America
Cartographer:
Speed, John
Date of Creation:
1662
“The first map in an atlas to depict California as an island, and an accurate east coast of North America” (Burden) when it was first published by John Speed in his ‘A Prospect of the Most Famous Parts of the World’ in 1627.
For this map Goos drew “on his engraving of North America in 1624, and the Briggs of 1625, to depict California as an island once more. He was the only Dutch cartographer to do so for some considerable time. There are five fewer placenames in California than the Briggs. However, like his earlier one he includes a similar faint northwest coastline and Strait of Anian. ‘Brasil’ and ‘Frisland’, remnants from the sixteenth century, make a stubborn appearance in the North Atlantic. The fledgling colonies of Plymouth in New England, and ‘Iames Citti’ in Virginia, are both recognized. Decorating the whole are three attractive borders. The two sides illustrated the natives of the continent, the left bears those of the north, and the right those of the south. Despite the map’s obvious attention to the English presence in North America, none of the eight towns represented in the third are from that part. This is owing to the lack of any contemporary views to draw on” (Burden).

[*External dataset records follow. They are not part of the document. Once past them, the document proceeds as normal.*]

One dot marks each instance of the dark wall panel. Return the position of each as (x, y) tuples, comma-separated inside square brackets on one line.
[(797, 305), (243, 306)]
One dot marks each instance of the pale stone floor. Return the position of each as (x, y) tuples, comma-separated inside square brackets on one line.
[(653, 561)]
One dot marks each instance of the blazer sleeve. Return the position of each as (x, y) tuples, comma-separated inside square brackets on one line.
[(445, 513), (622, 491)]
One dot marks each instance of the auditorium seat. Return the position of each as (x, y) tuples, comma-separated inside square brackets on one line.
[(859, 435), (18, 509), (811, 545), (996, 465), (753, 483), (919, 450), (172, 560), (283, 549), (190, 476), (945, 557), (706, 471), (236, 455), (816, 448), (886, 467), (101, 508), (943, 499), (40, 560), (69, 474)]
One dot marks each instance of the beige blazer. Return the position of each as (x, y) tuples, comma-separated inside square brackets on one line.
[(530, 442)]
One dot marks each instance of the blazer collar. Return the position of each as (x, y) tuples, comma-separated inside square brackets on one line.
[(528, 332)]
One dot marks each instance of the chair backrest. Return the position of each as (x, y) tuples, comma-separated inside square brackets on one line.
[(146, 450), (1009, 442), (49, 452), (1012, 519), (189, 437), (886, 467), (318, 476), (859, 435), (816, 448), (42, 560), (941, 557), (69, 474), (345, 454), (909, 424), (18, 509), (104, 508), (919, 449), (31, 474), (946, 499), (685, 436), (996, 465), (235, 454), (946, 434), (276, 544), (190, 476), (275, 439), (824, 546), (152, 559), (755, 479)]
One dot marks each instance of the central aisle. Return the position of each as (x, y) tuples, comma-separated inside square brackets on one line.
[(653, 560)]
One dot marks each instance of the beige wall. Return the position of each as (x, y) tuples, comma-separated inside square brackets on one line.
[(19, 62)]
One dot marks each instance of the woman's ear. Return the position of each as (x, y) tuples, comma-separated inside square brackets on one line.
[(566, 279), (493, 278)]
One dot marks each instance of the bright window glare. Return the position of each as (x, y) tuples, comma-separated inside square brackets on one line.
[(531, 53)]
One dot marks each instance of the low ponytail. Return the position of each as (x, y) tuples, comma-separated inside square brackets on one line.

In addition, Rea has added Boston in New England, Connecticut, Maryland and Long Island to the map, and a dotted boundary has been placed round Delaware and Hudsons Rio. The Reas, elder and younger, had purchased the rights to Speed's work from William Garrett in 1589, who had previously purchased them from the widow of William Humble in the same year. Skelton suggests that the father and son intended a new edition of the atlas for the Restoration of 1660. However, the atlas would appear not to have been published until 1665.